​New revelations from the Nixon tapes

Mark Strassmann reports on stunning new revelations that are sure to have historians pouring over them as they reconsider Nixon's legacy
Mark Strassmann reports on stunning new revel... 07:59

President Richard Nixon actually wanted his conversations CAUGHT ON TAPE -- never dreaming they would ultimately lead to his resignation 40 years ago this summer. After all this time, the tapes are still yielding secrets. This morning Mark Strassmann shares a few of them:

In July of 1973, the Senate Watergate committee cornered Richard Nixon. His Oval Office had a secret recording system.

The tapes suggested a criminal conspiracy that reached the president.

June 23, 1972:
Nixon: "Play it tough. That's the way they play it and that's the way we are going to play it."

In August 1974, as impeachment loomed, Nixon resigned in disgrace.
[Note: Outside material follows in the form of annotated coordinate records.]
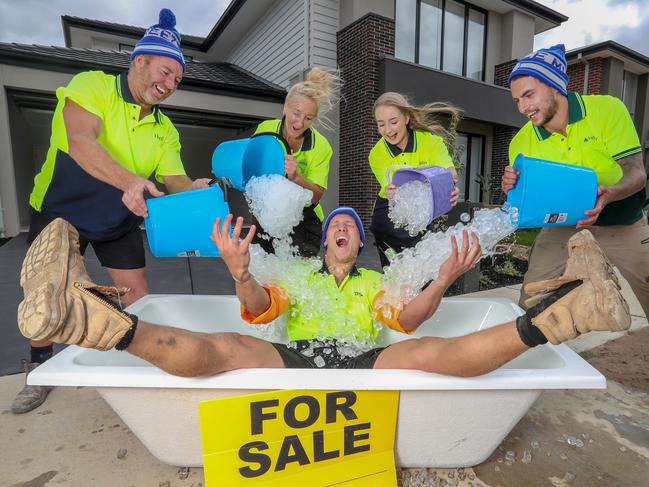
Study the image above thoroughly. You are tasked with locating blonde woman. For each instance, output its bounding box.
[255,67,340,257]
[369,92,459,266]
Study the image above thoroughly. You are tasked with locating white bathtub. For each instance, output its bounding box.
[28,295,606,467]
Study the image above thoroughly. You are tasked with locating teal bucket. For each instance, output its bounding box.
[144,186,230,257]
[212,133,287,192]
[507,154,597,228]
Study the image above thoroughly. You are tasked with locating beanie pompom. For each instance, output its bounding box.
[158,8,176,29]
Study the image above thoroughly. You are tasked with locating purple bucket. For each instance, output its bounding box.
[387,166,455,223]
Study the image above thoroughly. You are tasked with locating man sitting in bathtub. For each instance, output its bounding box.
[18,207,630,376]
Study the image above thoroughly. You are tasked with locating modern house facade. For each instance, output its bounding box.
[0,0,649,236]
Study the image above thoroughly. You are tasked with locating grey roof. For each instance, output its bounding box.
[566,40,649,66]
[0,42,286,101]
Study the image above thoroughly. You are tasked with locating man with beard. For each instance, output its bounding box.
[18,207,631,377]
[11,9,209,414]
[501,44,649,316]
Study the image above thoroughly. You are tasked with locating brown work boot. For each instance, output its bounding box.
[18,218,133,350]
[524,230,619,307]
[525,230,631,345]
Now, 40 years later, these same recordings are redefining Nixon's legacy.

Houghton Mifflin

"Here we have this unique presidential record -- 3,700 hours," said Luke Nichter, an associate professor of history at Texas A & M. "And only around five to seven percent had ever been transcribed. For a historian, this is a gold mine."

Nichter has dusted off a library of Nixon tapes in the National Archives: "They're part private conversations and deliberations. They're the policymaking process in real time. Nixon thought he was making history, and he wanted to record that history."

Transcribing that history took Nichter 10 years. Some tapes are much easier to understand than others.

"Lot of lonely days and nights, missed date nights, that kind of thing?" asked Strassmann.

Nichter sighed: "My wife, Jennifer -- there were just some periods of time when she says, 'No Nixon.'"

In April 1971, halfway through his first term, Nixon had seven secret microphones installed in the Oval Office.

Feb. 16, 1971:
Nixon: "Mums the whole word. I will not be transcribed."
White House aide Alexander Butterfield: "Correct."
Nixon: "This is totally for, basically, to be put in the file. In my file. I don't want it in your file or Bob's or anybody else's. My file."
Butterfield: "Right."

The system was voice-activated, round-the-clock, and unprecedented.

"FDR did a little selective taping, we have John F. Kennedy's tapes during the Cuban Missile Crisis, Johnson tapes on civil rights, and all that are valuable," said professor Douglas Brinkley, who teaches history at Rice University and is a CBS News consultant. "Nixon, it's the whole kit and caboodle."

Brinkley and Nichter co-authored "The Nixon Tapes" -- seven-hundred transcribed pages of largely unheard Nixon moments.

The tapes document anti-Semitic slurs.

Feb. 1, 1972:
Nixon: "Now, Life is totally dominated by the Jews. Newsweek is totally, is owned by Jews, and dominated by them, their editorials. The New York Times, the Washington Post, are totally Jewish."

Brinkley said, "There's bigotry about people in the Third World. There's a lot of sort of barnyard cursing, unpleasant amount of backstabbing and duplicitous paranoia going on."

May 4, 1972:
Richard Nixon: "The American people are suckers. Getting to know you -- all that bulls****. They're for people to people."

The tapes cover 1971 and 1972. Foreign policy issues dominate: as Nixon conducts disarmament talks with the Soviet Union and opens the door to China.